Amount of weekly benefits

The weekly benefit amount is 55% of the “average weekly earnings” from the calendar year before you submit an application for EI special benefits. In 2014, the maximum rate is $514 per week. The amount of your benefits may decrease if you continue to work or if your business generates earnings while you are collecting EI special benefits.

Before weekly benefits can be determined, your eligible earnings will need to be identified.

If you have earnings from both self-employment and insurable earnings as an employee, you may choose to apply for EI special benefits as a self-employed person or as an employee.

If you are applying as a self-employed person, we will take into account your earnings from both self-employment and employment as an employee when we calculate your weekly benefit amount, as long as your earnings from both sources are eligible. You must provide your Record of Employment to show details of your earnings as an employee.

If you are applying as an employee, we will use only the earnings from your employment as an employee (including fishing earnings) to calculate your weekly benefit amount. We will not use any of your self-employed earnings. You must provide your Record of Employment (available from your employer) to show details of your earnings as an employee.

Income tax return information

If you have already filed your income tax return for the year before the year you submit an EI claim, we will obtain the amount of your self-employed earnings from the Canada Revenue Agency.

If you have not filed your income tax return for the year before the year you submit an EI claim, you will be asked to provide an estimate of your income from self-employment. Your benefit amount will be calculated based on the estimate you provide, and any necessary adjustments will be made after you file your income tax return. If your estimate is higher than your actual income, you may have to repay EI benefits.

See the examples for more details on how the weekly benefit is calculated.

While claiming EI special benefits, you must complete reports to demonstrate your continuing entitlement.

Shortly after you file your application for benefits, we will mail you an EI benefit statement indicating the date your first report is due and your access code for the EI Internet Reporting Service. You will also receive instructions on how to file your reports. Keep these instructions to use as a guide.

Working while you receive benefits

If you are claiming sickness or maternity benefits, we will deduct any part-time earnings from your benefits on a dollar-for-dollar basis.

If you are claiming parental, compassionate care or parents of critically ill children benefits, you can earn either a maximum of 25% of your weekly benefit (if your weekly benefit amount is $200 or more) or a maximum of $50 (if your weekly benefit amount is less than $200) without changing the amount of EI benefits you receive for that week. We will deduct any money you earn above that amount from your benefits on a dollar-for-dollar basis.

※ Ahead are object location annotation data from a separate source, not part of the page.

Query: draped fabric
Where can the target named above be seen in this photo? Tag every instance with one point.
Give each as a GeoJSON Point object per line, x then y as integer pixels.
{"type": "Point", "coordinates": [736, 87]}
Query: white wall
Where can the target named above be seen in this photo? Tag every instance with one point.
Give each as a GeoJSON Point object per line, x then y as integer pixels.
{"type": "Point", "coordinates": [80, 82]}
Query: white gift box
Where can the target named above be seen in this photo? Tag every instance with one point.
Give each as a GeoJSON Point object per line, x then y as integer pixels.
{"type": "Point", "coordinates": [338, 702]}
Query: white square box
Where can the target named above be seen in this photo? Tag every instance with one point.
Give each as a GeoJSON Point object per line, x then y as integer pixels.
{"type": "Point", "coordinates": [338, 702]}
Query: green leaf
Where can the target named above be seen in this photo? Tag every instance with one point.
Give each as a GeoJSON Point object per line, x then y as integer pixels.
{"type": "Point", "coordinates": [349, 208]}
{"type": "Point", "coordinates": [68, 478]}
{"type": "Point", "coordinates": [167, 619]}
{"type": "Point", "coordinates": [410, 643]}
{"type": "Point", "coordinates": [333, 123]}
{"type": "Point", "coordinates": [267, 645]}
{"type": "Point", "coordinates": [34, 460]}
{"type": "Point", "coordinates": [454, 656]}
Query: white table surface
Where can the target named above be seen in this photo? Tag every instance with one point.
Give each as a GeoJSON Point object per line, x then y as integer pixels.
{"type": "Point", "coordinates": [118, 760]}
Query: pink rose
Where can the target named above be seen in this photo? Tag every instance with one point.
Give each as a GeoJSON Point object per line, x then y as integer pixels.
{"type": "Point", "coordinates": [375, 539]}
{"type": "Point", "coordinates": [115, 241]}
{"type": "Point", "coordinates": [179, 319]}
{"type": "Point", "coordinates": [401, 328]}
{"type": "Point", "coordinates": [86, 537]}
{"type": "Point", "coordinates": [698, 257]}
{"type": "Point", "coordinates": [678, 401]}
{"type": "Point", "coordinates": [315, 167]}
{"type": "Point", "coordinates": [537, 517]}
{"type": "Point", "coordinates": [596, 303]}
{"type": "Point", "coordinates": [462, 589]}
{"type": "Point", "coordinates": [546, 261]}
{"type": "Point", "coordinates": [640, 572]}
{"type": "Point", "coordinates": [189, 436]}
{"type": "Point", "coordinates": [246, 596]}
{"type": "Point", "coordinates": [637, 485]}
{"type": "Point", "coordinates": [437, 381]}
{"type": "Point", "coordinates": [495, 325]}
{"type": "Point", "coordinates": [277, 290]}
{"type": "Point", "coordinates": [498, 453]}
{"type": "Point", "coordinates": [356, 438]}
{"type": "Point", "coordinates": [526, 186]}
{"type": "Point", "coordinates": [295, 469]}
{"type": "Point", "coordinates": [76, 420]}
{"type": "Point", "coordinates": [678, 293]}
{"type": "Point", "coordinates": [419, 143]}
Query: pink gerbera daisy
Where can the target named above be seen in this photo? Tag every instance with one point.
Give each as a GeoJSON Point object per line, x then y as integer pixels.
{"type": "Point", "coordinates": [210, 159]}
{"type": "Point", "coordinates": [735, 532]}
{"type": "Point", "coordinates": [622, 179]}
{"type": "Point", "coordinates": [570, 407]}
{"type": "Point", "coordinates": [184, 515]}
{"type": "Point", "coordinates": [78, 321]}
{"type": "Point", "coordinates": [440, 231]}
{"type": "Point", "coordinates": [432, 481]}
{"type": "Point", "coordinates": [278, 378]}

However, effective August 5, 2012 until August 1, 2015, a pilot project is in place which changes the way earnings are deducted

Under the Working While on Claim (WWC) pilot project, once you have served your waiting period, your benefits will be reduced by a rate of 50% of your earnings each week if the earnings are equal to or less than 90% of your weekly earnings that were used to calculate your benefit rate. Any earnings that exceed the 90% threshold will be deducted dollar for dollar from your benefits.

Remember that you must always declare all your earnings in your bi-weekly reports.

Business generating self-employment earnings for you while receiving benefits

Any EI benefit amounts paid or payable to you may be affected if your business generates earnings, including earnings you receive from profits or commissions, while you are in receipt of benefits.

If you have self-employment earnings from services performed, they are allocated to the week or weeks when the services were performed.

If you have self-employment earnings from a transaction, including farming earnings, they are allocated as follows:

  • If the earnings are greater than the maximum yearly insurable earnings divided by 52 ($935 in 2014), they are allocated to the week or weeks when the work was performed that gave rise to the transaction (you must let Service Canada know when the work was performed that gave rise to the transaction).
  • If the earnings are less than or equal to the maximum yearly insurable earnings divided by 52 ($935 in 2014), they are allocated to:
    • the week the transaction occurred; or
    • the weeks when the work was performed that gave rise to the transaction, if you inform Service Canada that the work was performed in more than one week.